Healthcare systems are under pressure from an aging population, rising costs, and increasingly complex conditions and treatments. Although data are determined to play a bigger role in how doctors diagnose and prescribe treatments, they struggle due to a lack of time and an abundance of structured and unstructured information. To address this challenge, we introduce MediCoSpace, a visual decision-support tool for more efficient doctor-patient consultations. The tool links patient reports to past and present diagnoses, diseases, drugs, and treatments, both for the current patient and other patients in comparable situations. MediCoSpace uses textual medical data, deep-learning supported text analysis and concept spaces to facilitate a visual discovery process. The tool is evaluated by five medical doctors. The results show that MediCoSpace facilitates a promising, yet complex way to discover unlikely relations and thus suggests a path toward the development of interactive visual tools to provide physicians with more holistic diagnoses and personalized, dynamic treatments for patients.

1 Introduction

With an aging population and rising healthcare costs, the pressure on healthcare systems is increasing [19]. This pressure is especially felt by doctors and nurses. While not a universal cure, information systems promise to make a significant impact to help doctors with documentation, information retrieval, and decision support. One example is the introduction of the electronic health record (EHR) system, where EHRs contain medical narratives. These are textual notes about the patient’s condition and progress, to which doctors mainly contribute and on which diagnoses heavily rely [33]. However, analyzing the information contained in these notes is hard because of the complexity of medical issues, the different formats of the EHR systems, and the usability of hospital systems displaying these notes. These systems display textual notes as lengthy lists of narrative text that require extensive scrolling, which leads to information overload and consequently narrative fragmentation [58]. These lengthy lists are not surprising because, on average, individual notes contain 642 words [51] and patients have hundreds of them.

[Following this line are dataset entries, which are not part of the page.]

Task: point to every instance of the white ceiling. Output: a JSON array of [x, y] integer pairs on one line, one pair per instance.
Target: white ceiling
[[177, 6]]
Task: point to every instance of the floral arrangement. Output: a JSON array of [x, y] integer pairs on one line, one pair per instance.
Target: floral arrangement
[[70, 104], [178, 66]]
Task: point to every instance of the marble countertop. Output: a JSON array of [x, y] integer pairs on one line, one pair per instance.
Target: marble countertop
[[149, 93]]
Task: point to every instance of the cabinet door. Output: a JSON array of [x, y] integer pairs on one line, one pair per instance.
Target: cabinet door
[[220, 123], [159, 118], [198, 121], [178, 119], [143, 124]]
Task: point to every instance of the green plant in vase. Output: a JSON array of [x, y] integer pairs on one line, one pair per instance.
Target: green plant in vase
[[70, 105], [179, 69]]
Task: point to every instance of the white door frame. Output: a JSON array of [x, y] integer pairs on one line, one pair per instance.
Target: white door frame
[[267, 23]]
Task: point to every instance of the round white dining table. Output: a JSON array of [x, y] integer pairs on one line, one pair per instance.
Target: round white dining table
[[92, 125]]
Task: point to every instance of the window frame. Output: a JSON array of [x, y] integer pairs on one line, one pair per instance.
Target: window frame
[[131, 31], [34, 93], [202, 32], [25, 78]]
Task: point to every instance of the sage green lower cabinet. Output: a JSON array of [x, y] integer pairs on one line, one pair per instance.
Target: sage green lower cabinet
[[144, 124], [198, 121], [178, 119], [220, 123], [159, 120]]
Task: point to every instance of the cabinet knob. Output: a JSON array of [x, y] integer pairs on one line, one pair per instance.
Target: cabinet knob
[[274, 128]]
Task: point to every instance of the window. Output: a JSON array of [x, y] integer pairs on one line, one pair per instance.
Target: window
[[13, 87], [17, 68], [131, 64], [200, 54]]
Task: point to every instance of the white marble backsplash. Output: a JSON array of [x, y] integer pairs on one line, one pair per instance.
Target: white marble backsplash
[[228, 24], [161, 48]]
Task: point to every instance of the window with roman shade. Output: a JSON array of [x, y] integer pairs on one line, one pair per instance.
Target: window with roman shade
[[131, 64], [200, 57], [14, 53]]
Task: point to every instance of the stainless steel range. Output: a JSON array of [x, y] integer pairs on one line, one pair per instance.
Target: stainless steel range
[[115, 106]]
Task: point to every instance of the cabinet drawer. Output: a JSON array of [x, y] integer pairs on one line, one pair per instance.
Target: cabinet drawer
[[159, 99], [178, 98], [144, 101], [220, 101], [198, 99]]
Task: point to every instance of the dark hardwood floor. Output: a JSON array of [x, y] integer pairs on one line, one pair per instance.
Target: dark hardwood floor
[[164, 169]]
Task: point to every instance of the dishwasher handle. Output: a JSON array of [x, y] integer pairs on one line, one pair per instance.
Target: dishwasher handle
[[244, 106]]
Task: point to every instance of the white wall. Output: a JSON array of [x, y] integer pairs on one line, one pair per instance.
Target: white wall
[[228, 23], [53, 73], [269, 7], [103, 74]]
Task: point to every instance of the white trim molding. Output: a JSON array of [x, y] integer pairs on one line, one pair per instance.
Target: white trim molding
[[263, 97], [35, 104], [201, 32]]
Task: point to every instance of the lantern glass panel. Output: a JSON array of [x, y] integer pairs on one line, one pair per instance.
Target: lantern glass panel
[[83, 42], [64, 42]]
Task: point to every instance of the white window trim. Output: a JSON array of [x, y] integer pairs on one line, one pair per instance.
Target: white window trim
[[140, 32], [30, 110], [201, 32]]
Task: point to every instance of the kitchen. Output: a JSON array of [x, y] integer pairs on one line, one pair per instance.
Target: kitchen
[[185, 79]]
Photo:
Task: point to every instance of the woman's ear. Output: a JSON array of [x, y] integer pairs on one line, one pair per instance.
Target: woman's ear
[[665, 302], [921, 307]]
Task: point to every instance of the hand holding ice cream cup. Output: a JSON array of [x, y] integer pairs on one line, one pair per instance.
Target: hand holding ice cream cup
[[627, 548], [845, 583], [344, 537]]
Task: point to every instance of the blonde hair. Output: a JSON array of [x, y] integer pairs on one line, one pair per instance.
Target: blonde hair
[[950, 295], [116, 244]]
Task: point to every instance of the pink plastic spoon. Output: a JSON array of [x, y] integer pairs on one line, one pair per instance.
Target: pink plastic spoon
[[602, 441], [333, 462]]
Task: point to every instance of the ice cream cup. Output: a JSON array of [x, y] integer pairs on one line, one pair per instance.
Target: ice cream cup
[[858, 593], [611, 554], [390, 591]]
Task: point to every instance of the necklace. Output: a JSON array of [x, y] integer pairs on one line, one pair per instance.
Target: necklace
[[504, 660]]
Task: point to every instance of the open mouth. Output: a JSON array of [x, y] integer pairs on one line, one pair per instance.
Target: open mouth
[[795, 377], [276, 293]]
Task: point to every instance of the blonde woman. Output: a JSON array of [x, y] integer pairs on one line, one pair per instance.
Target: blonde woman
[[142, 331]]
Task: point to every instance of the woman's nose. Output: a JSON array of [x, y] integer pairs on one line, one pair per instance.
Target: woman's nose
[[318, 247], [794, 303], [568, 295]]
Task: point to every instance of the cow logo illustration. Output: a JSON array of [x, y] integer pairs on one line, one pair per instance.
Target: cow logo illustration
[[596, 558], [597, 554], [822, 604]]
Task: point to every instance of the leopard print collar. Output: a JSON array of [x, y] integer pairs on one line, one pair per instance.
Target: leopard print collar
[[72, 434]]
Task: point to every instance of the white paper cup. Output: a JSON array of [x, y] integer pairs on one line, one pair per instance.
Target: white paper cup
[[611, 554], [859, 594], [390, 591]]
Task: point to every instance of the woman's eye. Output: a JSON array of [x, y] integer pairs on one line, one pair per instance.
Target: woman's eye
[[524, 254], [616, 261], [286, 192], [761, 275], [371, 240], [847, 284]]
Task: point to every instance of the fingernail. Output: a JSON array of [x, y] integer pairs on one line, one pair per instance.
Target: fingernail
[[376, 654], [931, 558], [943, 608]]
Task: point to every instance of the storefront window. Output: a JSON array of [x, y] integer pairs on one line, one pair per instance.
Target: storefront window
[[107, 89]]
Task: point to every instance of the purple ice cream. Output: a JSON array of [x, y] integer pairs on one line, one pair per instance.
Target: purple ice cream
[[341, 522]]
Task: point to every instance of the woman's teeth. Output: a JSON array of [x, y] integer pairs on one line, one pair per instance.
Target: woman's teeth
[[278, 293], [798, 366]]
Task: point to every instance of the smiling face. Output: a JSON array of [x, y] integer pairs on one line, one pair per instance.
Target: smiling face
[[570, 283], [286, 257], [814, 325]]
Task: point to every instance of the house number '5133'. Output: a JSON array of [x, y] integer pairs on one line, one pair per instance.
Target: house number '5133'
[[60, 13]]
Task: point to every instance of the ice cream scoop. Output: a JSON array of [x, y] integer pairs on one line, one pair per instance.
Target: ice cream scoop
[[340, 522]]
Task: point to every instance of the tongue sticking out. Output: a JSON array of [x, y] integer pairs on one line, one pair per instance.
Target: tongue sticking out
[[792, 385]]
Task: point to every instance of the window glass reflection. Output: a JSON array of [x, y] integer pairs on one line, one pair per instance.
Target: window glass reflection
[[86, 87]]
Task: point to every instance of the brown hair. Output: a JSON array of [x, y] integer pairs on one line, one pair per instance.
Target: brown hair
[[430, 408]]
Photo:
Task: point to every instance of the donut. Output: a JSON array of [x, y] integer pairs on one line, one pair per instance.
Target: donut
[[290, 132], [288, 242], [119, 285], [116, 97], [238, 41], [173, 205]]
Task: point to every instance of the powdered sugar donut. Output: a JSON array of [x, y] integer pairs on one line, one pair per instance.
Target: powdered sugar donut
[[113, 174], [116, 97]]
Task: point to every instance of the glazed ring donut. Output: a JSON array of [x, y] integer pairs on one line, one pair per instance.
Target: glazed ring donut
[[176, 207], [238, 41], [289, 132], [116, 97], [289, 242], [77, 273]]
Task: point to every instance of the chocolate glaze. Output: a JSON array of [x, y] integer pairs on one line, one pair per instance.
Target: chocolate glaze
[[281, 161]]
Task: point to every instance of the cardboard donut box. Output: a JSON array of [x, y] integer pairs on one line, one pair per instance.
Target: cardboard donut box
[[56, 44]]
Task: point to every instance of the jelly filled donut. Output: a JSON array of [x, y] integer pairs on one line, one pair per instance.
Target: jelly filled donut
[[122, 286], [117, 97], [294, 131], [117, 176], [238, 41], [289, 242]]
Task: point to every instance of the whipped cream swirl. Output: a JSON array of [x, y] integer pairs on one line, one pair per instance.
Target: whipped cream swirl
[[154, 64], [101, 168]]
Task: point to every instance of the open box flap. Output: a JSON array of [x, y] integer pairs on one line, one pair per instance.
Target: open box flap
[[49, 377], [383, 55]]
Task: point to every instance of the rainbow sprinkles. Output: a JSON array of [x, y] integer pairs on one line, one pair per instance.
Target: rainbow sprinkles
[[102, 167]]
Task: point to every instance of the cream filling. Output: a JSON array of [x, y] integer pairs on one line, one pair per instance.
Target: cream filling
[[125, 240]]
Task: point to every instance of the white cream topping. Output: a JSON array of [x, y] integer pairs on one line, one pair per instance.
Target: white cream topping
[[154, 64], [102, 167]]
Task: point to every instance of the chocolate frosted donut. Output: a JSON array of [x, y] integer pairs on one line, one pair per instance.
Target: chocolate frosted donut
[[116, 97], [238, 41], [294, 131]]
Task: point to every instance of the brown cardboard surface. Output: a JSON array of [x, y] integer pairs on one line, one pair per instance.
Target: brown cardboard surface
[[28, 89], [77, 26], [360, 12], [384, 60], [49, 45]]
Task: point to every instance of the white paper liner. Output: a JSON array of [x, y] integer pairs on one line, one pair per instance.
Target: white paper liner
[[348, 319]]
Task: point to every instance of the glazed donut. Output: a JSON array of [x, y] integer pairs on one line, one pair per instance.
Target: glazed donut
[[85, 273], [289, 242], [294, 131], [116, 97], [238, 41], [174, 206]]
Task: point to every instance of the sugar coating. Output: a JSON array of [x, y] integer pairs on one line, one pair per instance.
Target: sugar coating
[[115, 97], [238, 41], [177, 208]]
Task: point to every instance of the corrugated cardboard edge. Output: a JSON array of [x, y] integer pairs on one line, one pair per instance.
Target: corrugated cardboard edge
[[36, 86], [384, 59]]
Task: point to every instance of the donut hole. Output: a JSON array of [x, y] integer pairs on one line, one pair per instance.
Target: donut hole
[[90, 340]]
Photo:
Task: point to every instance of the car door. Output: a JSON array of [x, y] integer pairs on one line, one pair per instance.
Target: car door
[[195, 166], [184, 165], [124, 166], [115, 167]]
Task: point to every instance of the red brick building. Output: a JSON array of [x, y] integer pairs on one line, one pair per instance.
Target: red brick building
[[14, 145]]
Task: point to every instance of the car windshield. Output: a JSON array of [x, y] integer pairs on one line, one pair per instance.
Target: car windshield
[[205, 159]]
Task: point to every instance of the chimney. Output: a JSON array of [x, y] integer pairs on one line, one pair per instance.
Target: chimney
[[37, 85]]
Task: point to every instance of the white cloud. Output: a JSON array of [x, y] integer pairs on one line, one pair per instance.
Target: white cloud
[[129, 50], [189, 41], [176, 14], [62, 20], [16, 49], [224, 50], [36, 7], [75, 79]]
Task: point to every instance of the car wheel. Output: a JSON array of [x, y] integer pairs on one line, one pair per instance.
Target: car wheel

Chronically ill patients often have the most notes, e.g., a patient with chronic kidney disease in the U.S. has on average 338 notes [49]. Physicians in the U.S. spend on average 5 [47] to 9 [59] minutes to review the patient information in the EHR per patient encounter (in total 1.5 hours per day [59]). However, this slightly differs per specialty, e.g., endocrinologists spend the most time reviewing EHRs (33% more) and cardiologists the least (44% less) [59].
Especially, diagnosing patients with non-trivial conditions is a tedious task, which could take up to 4.8 years [16] and generate many notes. It is not surprising that physicians misdiagnose approximately 5% [18] to 15% [45] of their patients, ranging from 5% in radiology to 12% in emergency medicine [45]. These errors can have serious consequences regarding the patient’s chances of health and treatment success, medical costs (testing for diagnostic purposes accounts for approximately 10% of the healthcare costs in the U.S. [45]), and the doctor’s time (0.1% of hospital visits and 0.4% of hospital admission in the U.S. are results of diagnostic error-associated adverse events [45]).
Visual analytic tools could aid in getting a more holistic overview of the patient, especially, for the doctor’s decision-making process for diagnosing and devising treatment plans. For example, Sultanum et al. [56] redesign the structure of the EHR notes, by linking notes with similar medical concepts together, to find the patient narrative. However, there are limits to how much information can be assessed in relation: the relationships between diseases (including diagnoses and symptoms), drugs, and treatments. Likewise, we observe lacking tool support for linking potentially discovered relationships back to textual notes and proposing interesting parts of the patient history compared to similar patients.
Our contributions are threefold: (1) Insights into decision-support based on EHRs and problem characteristics of analyzing EHRs for diagnosing patients based on interviews with doctors. (2) A novel visual analytics decision-support tool, MediCoSpace, for augmenting doctor-patient consultations to give doctors in hospitals and general practitioners a data-driven overview of possible relations between diseases, drugs, and treatments, both historically and present, and related to similar patients. (3) Results from user expert evaluations that show how MediCoSpace could broaden the doctors’ solution space, offer new areas of interest, reduce personal biases and stimulate communication between different medical specialties. In the following sections, we introduce related work leading to the problem characterization and requirements. We then explain the data processing pipelines and describe the visualization features of the tool, which are evaluated by medical experts. Finally, we discuss the findings and conclude with future research opportunities.

2 Related Work

This section focuses on previous work on the processing and analysis of EHRs.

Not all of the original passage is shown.